With a well-subscribed programme, a collaborative approach between government and the private sector was emphasized by many panellists from various manufacturing interest groups.

The theme for the conference was manufacturing the future and what that future will look like, both in the globalized and South African context. The manufacturing sector is the powerhouse behind many top performing global economies.

Government is pulling out all stops to encourage and stimulate growth in manufacturing in the face of tough headwinds anticipated in 2016 and the third annual Manufacturing Indaba was once again the platform for the public and private sector to find collaborative solutions to boosting South Africa’s manufacturing sectors.

Gauteng Premier David Makhura, who gave the closing keynote address after sitting through some of the panel discussions including The Mining Clusters, Localization in Manufacturing and Key Enabling Technologies, spoke about the importance of attending the annual Manufacturing Indaba to ‘keep us on our toes so we don’t miss the train and do things that are late, and lose time and money’.

“I regard this Manufacturing Indaba as a laboratory helping us to re-industrialize our province,” said the Premier. “It is significant that we are having this Indaba in Ekurhuleni because this is our manufacturing hub.
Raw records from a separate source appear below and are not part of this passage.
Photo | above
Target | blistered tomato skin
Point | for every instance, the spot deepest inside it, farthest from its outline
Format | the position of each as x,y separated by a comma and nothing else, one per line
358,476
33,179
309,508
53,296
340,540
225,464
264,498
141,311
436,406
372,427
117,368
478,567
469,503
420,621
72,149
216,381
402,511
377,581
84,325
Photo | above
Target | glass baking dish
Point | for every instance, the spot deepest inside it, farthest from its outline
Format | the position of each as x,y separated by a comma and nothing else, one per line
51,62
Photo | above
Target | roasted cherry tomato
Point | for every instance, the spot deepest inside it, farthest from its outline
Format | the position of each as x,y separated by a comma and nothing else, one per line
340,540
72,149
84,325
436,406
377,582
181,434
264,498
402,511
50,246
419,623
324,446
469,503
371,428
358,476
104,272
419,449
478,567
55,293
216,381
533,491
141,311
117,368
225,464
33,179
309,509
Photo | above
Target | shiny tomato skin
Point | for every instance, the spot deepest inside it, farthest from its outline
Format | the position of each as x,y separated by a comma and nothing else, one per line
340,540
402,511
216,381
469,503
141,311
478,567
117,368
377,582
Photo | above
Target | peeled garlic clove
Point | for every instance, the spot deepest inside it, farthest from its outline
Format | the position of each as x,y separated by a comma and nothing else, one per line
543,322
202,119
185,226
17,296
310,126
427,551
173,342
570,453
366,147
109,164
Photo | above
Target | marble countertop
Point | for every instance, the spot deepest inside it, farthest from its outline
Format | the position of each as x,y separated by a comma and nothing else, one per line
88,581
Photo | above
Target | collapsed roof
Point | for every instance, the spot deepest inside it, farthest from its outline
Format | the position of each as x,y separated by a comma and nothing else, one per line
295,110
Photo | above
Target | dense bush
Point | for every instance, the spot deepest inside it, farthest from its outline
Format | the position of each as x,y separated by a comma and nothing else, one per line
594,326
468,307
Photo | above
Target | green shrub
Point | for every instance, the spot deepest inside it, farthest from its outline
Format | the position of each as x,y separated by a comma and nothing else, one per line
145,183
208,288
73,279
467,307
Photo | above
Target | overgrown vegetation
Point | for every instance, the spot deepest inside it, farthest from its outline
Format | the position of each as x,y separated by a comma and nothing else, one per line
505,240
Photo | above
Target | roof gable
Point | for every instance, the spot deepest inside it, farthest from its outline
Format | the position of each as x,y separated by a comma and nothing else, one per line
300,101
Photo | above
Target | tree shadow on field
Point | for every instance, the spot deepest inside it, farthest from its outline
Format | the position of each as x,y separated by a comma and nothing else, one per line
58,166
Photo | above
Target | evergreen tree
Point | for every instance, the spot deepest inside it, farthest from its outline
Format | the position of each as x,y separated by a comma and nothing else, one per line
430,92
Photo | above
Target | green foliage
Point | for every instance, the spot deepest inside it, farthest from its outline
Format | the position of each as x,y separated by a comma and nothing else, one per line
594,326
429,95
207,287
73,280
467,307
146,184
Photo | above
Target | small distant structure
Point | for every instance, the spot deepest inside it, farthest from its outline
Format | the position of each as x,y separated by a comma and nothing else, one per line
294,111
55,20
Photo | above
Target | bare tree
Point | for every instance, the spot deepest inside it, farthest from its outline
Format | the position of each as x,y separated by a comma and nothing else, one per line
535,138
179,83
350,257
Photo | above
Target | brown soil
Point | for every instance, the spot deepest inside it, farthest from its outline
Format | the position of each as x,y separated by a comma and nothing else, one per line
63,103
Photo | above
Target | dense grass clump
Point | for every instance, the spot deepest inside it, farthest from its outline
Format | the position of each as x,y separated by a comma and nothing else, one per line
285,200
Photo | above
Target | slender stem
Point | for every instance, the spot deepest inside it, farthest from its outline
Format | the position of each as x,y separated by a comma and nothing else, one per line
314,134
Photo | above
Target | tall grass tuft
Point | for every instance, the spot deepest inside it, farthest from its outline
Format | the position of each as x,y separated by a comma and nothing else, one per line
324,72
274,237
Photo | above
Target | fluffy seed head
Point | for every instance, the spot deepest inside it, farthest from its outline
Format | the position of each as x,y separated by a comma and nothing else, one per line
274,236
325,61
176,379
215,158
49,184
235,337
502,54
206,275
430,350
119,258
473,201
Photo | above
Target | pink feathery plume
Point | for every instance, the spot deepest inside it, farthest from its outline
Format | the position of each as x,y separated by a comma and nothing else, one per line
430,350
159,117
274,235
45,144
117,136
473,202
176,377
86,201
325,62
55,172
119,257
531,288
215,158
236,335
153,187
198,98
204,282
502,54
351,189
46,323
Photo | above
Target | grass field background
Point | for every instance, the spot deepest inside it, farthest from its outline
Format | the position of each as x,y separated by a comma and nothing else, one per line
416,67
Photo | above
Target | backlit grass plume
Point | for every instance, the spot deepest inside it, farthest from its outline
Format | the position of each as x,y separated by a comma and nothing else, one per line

This Indaba is a laboratory where we can reflect on and explore strategies to boost and revive this sector,” said Makhura.

The conference enjoyed high profile attendance from both government and the private sector with the Minister of Trade & Industry, Dr Rob Davies and the MMC of the City of Ekurhuleni, Cllr Thumbu Mahlangu hosting a press conference in conjunction with the private sector’s Bruce Strong from Mpact and Manufacturing Circle. Included in deliberations were CEOs of big corporations, cutting edge manufacturers and small business innovators who brainstormed the Fourth Industrial Revolution or Industry 4.0 and what that will look like in South Africa.

“Reindustrialization needs to be placed at the centre of economic policy today. If you’re not converted into a manufacturing activist yet, I hope you will be by the end of today,” said Stavros Nicolaou, Senior Executive of Strategic Trade at Aspen, who moderated sessions yesterday. “Think TMR when you go out of here – Transformation, Modernization and Reindustrialization.”

Despite tough economic times and global volatility, there were good news stories that were shared – South Africa’s thriving automotive sector, the reviving of the country’s textile sectors, the dti’s Black Industrialist Programme and Ekurhuleni’s Aerotropolis vision which sees the City leveraging its location, the presence of OR Tambo International Airport, and its existing industrial base to support rapid industrial growth and redevelopment of its communities.

“Reindustrialization is complicated and there aren’t quick wins. The Black Industrialists Incentive is to ensure that we give a leg up to emerging black industrialists and ensure people in South African local companies are being supported,” said Garth Strachan, Deputy Director General, Industrial Development Division with the Department of Trade and Industry (dti). “We’ve got to collaborate together to get it done. We’ve faced bigger battles as South Africans, we can do it together – let’s do it!” charged Strachan.

Three international manufacturing experts came to South Africa to address South Africa’s biggest manufacturing event.

Emeritus Professor of Economics at the London School of Oriental and African Studies (SOAS), Prof. John Sender spoke about important lessons from abroad and practical tips on implementing industrial policy in South Africa. He encouraged manufacturers to “reject the prevailing concern to catalogue preconditions for successful outcomes and to focus instead on possible paths, unexpected and unintended effects and inverted sequences. Aim for a few islands of excellence and pockets of effectiveness. Build on your strengths and shoot with a rifle, not a scattergun,” said Sender.

Professor Marco Taisch, the Scientific Chairman of World Manufacturing Forum 2016, the world’s leading global manufacturing event, shared with delegates how the digitization of manufacturing is changing the world we live in. “In future, companies will need to go from mass production to customization of mass production. They will have to go from product design to usage, like car sharing and bike sharing for increased value-adds. They will also have to go from real to digital where the physical and digital worlds are synced and matched, and from industrial automation to cognitive automation,” said Taisch.

Professor David Romero spoke on the development of Industry 4.0, sharing examples and lessons from Mexico’s booming manufacturing sector and tips from those nations that are at the forefront of the Fourth Industrial Revolution. Professor Romero is Professor-researcher at the National Graduate School of Science, Engineering and Technology (part of the Tecnologico de Monterrey’s Center for Innovation in Design and Technology in Mexico) and this was his second visit to the Manufacturing Indaba. Both international speakers were brought out by the Department of Science & Technology.

Hundreds of members of the public attended the free exhibition of local manufacturing products and technical workshops which were hosted by the National Cleaner Production Centre of South Africa.

The event and its corresponding exhibition has strategic partnerships with the Department of Trade & Industry (the dti), Department of Science & Technology (DST), host City of Ekurhuleni, Department of Public Enterprises, the Manufacturing Circle and the NCPC-SA.

South Africa is living in a digital era but the country’s transition and re-industrialization will look very different from that of other nations. We are at different levels of development and we have a unique background. What was clear from the 2016 Manufacturing Indaba discussions is that we need to develop our own solutions and make smart choices that encourage innovation, constant learning and skills development. And that is exactly what the Manufacturing Indaba is all about. The 2017 Manufacturing Indaba will take place on the 27th and 28th June 2017.